5. Dass Kinder bestimmte Krankheiten durchmachen ist normal und sinnvoll - wird durch homöopathische Behandlung nicht die natürliche Entwicklung meines Kindes beeinflusst?nach oben
Bei akuten Erkrankungen von Kindern ist es wichtig zu entscheiden wann man eingreift. Bei einem grippalen Infekt sind manche Kinder nicht ins Bett zu bekommen und trotz Fieber nicht in ihrem Leben und Spielen beeinträchtigt, andere sind sehr anhänglich, manche halluzinieren. Ich finde es wichtig gerade gesunde Kinder nicht vor dem dritten Lebensjahr mit 17 verschiedenen Mitteln versorgt zu haben.

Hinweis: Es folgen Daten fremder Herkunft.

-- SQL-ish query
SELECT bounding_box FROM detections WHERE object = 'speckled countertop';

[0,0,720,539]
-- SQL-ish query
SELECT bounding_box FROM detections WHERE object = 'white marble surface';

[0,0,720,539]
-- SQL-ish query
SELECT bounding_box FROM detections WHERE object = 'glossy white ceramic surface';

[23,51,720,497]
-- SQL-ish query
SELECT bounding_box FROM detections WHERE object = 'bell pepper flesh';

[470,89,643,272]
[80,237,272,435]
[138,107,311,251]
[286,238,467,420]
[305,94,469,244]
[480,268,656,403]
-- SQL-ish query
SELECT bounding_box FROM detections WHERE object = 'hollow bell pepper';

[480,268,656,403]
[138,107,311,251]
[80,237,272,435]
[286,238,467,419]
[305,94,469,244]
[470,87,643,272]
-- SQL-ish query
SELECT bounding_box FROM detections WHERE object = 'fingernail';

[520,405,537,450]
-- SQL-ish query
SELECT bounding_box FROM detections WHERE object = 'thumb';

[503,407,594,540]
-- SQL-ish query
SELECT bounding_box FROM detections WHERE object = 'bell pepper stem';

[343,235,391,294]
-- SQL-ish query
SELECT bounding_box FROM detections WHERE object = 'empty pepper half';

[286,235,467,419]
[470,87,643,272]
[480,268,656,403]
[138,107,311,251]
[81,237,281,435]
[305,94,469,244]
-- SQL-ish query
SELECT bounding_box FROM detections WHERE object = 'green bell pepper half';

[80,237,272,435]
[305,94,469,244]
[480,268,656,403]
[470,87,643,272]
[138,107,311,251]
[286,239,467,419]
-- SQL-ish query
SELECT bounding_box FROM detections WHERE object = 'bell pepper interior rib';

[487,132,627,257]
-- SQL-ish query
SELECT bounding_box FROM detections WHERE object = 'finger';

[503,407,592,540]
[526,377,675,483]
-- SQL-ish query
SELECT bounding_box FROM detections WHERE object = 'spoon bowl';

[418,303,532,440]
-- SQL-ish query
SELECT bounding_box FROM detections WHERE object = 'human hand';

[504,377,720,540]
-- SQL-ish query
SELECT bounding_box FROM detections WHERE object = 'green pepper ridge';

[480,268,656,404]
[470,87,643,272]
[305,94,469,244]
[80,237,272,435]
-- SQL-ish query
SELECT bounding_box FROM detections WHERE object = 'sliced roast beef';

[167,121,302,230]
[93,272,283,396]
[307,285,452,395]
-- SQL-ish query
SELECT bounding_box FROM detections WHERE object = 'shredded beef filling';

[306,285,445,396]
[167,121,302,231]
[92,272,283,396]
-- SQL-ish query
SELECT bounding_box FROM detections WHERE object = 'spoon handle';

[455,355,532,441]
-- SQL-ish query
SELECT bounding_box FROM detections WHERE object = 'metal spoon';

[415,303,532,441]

Bei vielen Erkrankungen die das eine Kind ohne Hilfe übersteht, können aber bei einem anderen Kind schwerwiegende Folgen (z.B. Lungenentzündung, Hirnhautentzündung, Bronchitis, Mittelohrentzündungen, etc.) haben. Dem kann mit Hilfe des geeigneten homöopathischen Arzneimittels entgegengewirkt werden. Nach der Gabe eines homöopathischen Mittels kann man oft die Entwicklungsschritte die mit der Krankheit gemacht wurden klar sehen. Die homöopathischen Mittel wirken gerade nicht unterdrückend sondern unterstützen die natürliche Energie des Kindes in der richtigen Entwicklungsrichtung.

6. Wenn ich mein Konstitutionsmittel kenne brauch ich doch keine Homöopathin mehr?nach oben
Es gibt tatsächlich Menschen, die wenn sie mal krank werden nur immer wieder dieses eine Konstitutionsmittel brauchen. Wenn Sie so einer sind, dann brauchen sie tatsächlich keine Homöopathin mehr. Sie werden aber sicher auch wieder herzlich aufgenommen, wenn ihr Mittel mal doch nicht wirkt.

7. Wie weiß ich ob mein Mittel passt?nach oben
In der akuten Behandlung merken sie das ganz schnell. Innerhalb der ersten Stunden nach Behandlungsbeginn werden die Symptome schwächer und sie fühlen sich besser.
Bei einer chronischen Erkrankung dauert der Prozess zwar länger, aber sie selbst werden merken, wie sie Fortschritte machen. Mit der Homöopathin können sie klären, was sie erwarten können und wie sie den Verlauf bewertet.